Every March the madness begins -- and basketball fans set out to craft the elusive perfect bracket. With a little help from Cats Stats, Davidson's student-driven sports data analytics group, you might not achieve perfection (the odds of landing on the perfect bracket are estimated to be as low as 1 in 9.2 quintillion and as "high" as 1 in 128 billion) but you'll probably go further than that colleague who always somehow wins the office pool.
Cats Stats grew out of "bracketology" methods Prof. Tim Chartier developed to assist college basketball fans. Chartier and his students now have worked with the NBA league office, two fantasy draft sites, and five professional NBA, NFL and NASCAR teams.
We concede that "Wildcat" may not be the most unique nickname -- out of the 351 NCAA Division 1 men's basketball teams -- 2.8 percent share the Wildcat as a mascot. To the UC-Santa Cruz Banana Slugs, we tip our hats.
This year's South Region gives fans a destruction of Wildcats. (For real! We looked it up. That's the correct way of saying "many Wildcats."). Boise, Idaho, in particular hosts eight teams for first-round play -- with three of them waving a Wildcat banner.
What are the odds? The odds of two Wildcat teams meeting in the first round are exceedingly small, even if we are conservative with our calculations. As the South region is configured, with Davidson a 12, Kentucky a 5 and Arizona a 4, the odds of having that many Wildcats in a first-round matchup is six percent. If you consider having another Wildcat in the same region (which is Kansas State as a nine in the South region), you have a phenomenon you're likely only to see once every 100 years.
As the 12-seed in the South, Davidson will take on 5-seed Kentucky -- and because of that, the Cats quickly became a popular pick to win. The 12-5 games are frequently singled out as the most likely "upsets" in the tournaments.

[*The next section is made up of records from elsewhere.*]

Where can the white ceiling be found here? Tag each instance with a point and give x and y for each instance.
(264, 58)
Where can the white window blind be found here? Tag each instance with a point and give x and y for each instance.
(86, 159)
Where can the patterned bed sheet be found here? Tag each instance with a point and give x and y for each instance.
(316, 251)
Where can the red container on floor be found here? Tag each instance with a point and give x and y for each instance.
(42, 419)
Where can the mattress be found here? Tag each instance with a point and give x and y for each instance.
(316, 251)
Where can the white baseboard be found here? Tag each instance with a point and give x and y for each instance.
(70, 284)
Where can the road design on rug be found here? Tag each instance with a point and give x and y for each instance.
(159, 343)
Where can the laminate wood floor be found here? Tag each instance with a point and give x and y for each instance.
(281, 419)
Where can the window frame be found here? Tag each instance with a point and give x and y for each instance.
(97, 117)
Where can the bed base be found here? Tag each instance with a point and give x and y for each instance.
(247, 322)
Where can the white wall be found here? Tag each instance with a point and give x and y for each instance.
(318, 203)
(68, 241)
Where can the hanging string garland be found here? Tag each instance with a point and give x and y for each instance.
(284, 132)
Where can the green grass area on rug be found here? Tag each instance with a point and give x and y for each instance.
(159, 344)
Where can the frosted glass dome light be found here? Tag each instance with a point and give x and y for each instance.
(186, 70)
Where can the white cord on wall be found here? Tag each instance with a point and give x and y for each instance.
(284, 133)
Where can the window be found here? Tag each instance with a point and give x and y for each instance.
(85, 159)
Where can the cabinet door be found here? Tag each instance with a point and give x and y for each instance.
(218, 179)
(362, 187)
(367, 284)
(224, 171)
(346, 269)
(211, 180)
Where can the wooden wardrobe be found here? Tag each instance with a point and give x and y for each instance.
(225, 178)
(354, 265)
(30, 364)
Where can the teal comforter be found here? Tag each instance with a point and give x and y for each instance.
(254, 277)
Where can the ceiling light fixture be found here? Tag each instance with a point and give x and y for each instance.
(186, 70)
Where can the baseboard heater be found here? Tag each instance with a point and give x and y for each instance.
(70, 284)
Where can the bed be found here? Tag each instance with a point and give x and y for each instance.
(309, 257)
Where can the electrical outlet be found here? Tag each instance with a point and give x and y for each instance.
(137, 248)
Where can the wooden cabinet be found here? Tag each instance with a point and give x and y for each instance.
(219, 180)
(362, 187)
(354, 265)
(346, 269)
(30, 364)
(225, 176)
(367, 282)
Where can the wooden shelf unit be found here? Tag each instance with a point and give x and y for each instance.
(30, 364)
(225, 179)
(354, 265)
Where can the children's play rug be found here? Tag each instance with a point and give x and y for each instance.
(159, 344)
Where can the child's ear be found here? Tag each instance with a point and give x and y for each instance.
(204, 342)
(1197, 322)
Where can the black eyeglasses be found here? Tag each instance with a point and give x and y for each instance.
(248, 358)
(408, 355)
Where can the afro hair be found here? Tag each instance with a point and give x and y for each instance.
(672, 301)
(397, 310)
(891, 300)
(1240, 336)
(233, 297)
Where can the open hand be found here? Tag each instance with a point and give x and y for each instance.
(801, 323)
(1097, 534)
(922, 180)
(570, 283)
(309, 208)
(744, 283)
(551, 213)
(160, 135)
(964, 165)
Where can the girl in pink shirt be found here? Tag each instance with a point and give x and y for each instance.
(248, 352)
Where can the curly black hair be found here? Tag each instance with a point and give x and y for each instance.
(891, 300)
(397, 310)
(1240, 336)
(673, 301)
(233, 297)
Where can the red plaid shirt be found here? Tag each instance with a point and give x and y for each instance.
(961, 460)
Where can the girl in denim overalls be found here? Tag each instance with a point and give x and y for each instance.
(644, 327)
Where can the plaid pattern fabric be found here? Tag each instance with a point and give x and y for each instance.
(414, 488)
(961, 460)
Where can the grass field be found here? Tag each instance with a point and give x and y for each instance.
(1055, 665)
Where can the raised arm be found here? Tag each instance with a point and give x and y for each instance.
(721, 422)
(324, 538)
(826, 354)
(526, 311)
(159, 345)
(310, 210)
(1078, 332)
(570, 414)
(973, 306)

And with good reason: Since the tournament expanded to 64 teams in 1985, a 12 seed has upset a 5-seed 47 times.
But as Jason Feldman '18 writes on the Cats Stats blog, the 12-5 upset label "isn't a thing." His research shows that the only teams that reliably outperform their seed are Power 5 teams (ACC, Big 10, Big 12, SEC, Pac-12) with 12 seeds -- which usually means a team that stumbled late in the season or in the conference tournament. Small schools playing as a 12 seed, win the game about 33 percent, whereas Power conference 12 seeds win about 55 percent. Either way, 33 percent is nothing to shake a stick at.
One other note regarding 12 seeds: Of those 47 teams that won the first round, 27 lost in the second round (57.4 percent), 19 lost in the Sweet 16 (40.4 percent), and one lost in the Elite Eight (2.1 percent). Two seeds make it to the Elite Eight 46 percent of the time.